We should all learn from that. And now it’s history, but not for him, because he was zocheh to be koneh a treasure, by being mechabed somebody whom he didn’t know. And the sick person told me, mamash he was mechayeh meisim!

Hakadosh Baruch Hu should help us, when we see these opportunities, that we should chap them and we should utilize them.

The Bottom Line

When we ponder the unimaginable loss of the 24,000 talmidim of Rabbi Akiva – one of the most tragic events in our history, one that almost ended the oral Torah tradition – we are reminded of the Chazal that identified the root of that tragedy, שֶׁלֹּא נָהֲגוּ כָּבוֹד זֶה לָזֶה. Those talmidim were all tannaim and represented the power of the Torah for the millennia (they were the “fathers” of the Oral Torah, because Rabbi Akiva was the transmitter of that Torah), and they were held to a much higher standard than any subsequent generation. But still and all, the most basic lesson for us to learn from this tragedy, is that Hakodosh Boruch Hu cares how we relate to and treat each other.  The stories of tzaddikim – of how the Chofetz Chaim put his own Yom Kippur to one side in order to give chizuk to  an alter bochur, Heshele, throughout the night, or how the Tchebiner Rav sang old marches with Holocaust survivors on Yom Kippur night, instead of his prior plans to finish the entire meseches Yuma, or how Rav Rozovsky arranged a new apartment for a janitor from the Ponivezh Yeshiva – should inspire us to change how we relate to and care about other people. This coming week, if I see a yid whom I don’t know well, or even a complete stranger – whether in my shul, my yeshiva, or my office – I will go out of my “comfort zone” to do something for him, to help him, to treat him with kavod. If I am in a yeshiva, I will be mechabed a younger bochur with a kind word, or a “good morning” with a smile. And in in the zechus of going the extra mile by thinking and caring about another yid during these remaining days of the Sefirah – while remembering the consequences of שֶׁלֹּא נָהֲגוּ כָּבוֹד זֶה לָזֶה – I will fulfill Hashem’s ratzon and will, IY”H, have the most uplifting Shavuos of my life!

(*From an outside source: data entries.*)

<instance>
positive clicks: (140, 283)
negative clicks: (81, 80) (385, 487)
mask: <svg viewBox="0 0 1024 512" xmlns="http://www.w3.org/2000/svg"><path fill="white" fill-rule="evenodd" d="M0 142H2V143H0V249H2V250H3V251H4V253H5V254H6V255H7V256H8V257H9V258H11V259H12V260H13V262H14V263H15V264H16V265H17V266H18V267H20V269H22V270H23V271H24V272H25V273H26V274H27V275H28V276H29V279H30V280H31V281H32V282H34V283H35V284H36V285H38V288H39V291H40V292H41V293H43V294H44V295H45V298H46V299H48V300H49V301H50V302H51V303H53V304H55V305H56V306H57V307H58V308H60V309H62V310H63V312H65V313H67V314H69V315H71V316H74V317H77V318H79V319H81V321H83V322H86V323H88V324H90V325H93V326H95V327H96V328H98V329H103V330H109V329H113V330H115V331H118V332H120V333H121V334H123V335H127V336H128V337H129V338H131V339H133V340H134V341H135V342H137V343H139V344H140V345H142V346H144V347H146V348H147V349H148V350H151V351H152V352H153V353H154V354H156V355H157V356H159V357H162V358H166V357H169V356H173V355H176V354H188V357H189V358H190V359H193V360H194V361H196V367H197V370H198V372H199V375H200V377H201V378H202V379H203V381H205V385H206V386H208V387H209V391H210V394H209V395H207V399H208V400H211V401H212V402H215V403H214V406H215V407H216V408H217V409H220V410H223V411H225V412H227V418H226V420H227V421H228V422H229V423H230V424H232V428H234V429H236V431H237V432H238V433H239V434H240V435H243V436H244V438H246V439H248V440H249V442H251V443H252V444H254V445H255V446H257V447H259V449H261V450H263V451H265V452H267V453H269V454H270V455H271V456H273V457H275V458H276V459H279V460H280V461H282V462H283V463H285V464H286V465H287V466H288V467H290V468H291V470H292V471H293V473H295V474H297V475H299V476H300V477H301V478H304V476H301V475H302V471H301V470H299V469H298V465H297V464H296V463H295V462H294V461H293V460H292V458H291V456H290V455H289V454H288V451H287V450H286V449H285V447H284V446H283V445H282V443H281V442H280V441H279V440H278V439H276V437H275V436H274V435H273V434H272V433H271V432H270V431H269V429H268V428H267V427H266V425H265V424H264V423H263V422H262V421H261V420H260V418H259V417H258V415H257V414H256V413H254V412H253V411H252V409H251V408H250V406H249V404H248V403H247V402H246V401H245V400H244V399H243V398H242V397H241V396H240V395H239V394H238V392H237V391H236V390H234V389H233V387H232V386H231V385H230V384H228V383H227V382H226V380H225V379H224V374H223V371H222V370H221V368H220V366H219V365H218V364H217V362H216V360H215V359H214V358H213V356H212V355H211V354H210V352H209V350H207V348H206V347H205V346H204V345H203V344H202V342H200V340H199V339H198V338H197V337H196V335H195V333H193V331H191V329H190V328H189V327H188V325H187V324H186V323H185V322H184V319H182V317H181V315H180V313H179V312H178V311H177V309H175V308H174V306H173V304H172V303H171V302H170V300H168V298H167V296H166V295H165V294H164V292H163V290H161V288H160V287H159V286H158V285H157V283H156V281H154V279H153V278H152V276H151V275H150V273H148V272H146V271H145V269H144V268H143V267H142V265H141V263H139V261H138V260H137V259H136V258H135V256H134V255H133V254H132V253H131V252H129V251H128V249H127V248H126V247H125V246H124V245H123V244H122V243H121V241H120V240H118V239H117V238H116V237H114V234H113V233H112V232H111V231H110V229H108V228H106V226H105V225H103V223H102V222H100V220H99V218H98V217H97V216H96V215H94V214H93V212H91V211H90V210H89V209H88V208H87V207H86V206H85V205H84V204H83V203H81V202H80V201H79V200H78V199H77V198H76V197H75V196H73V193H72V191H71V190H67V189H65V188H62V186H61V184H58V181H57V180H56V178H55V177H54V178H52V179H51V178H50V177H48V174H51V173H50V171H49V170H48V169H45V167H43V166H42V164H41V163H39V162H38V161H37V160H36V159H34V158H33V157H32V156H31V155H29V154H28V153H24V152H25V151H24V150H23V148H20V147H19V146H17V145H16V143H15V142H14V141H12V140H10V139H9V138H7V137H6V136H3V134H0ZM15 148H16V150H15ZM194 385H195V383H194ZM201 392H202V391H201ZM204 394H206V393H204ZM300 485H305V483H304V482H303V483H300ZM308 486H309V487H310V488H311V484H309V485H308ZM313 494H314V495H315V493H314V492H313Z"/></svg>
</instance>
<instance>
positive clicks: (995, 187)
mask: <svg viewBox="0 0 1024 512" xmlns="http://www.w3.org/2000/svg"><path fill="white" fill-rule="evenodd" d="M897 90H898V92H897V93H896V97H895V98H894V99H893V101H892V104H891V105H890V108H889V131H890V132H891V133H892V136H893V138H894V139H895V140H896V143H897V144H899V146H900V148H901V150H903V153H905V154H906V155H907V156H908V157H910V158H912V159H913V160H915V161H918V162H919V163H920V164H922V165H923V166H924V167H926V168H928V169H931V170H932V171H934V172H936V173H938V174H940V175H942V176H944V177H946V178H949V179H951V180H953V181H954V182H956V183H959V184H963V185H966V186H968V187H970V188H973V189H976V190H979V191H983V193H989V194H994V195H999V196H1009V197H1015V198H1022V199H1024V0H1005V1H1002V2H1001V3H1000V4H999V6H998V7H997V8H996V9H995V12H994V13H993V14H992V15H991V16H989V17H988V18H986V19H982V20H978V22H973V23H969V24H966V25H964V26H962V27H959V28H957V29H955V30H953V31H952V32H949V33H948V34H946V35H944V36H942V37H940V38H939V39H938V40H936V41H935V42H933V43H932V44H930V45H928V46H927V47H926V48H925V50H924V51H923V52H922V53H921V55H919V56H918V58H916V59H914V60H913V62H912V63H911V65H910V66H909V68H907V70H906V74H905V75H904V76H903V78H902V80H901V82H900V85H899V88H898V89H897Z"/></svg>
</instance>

[i] אָמְרוּ: שְׁנֵים עָשָׂר אָלֶף זוּגִים תַּלְמִידִים הָיוּ לוֹ לְרַבִּי עֲקִיבָא מִגְּבָת עַד אַנְטִיפְרַס, וְכוּלָּן מֵתוּ בְּפֶרֶק אֶחָד, מִפְּנֵי שֶׁלֹּא נָהֲגוּ כָּבוֹד זֶה לָזֶה. והיה העולם שמם, עד שבא רבי עקיבא אצל רבותינו שבדרום ושנאה להם: רבי מאיר, ורבי יהודה, ורבי יוסי, ורבי שמעון, ורבי אלעזר בן שמוע, והם הם העמידו תורה אותה שעה.

[ii] תָּנוּ רַבָּנַן: אַרְבָּעָה נִכְנְסוּ בַּפַּרְדֵּס, וְאֵלּוּ הֵן: בֶּן עַזַּאי, וּבֶן זוֹמָא, אַחֵר, וְרַבִּי עֲקִיבָא. אֲמַר לָהֶם רַבִּי עֲקִיבָא: כְּשֶׁאַתֶּם מַגִּיעִין אֵצֶל אַבְנֵי שַׁיִשׁ טָהוֹר, אַל תֹּאמְרוּ ״מַיִם מַיִם״, מִשּׁוּם שֶׁנֶּאֱמַר: ״דּוֹבֵר שְׁקָרִים לֹא יִכּוֹן לְנֶגֶד עֵינָי״. בֶּן עַזַּאי הֵצִיץ וָמֵת, עָלָיו הַכָּתוּב אוֹמֵר: ״יָקָר בְּעֵינֵי ה׳ הַמָּוְתָה לַחֲסִידָיו״. בֶּן זוֹמָא הֵצִיץ וְנִפְגַּע, וְעָלָיו הַכָּתוּב אוֹמֵר: ״דְּבַשׁ מָצָאתָ אֱכוֹל דַּיֶּיךָּ פֶּן תִּשְׂבָּעֶנּוּ וַהֲקֵאתוֹ״. אַחֵר קִיצֵּץ בִּנְטִיעוֹת. רַבִּי עֲקִיבָא יָצָא בְּשָׁלוֹם.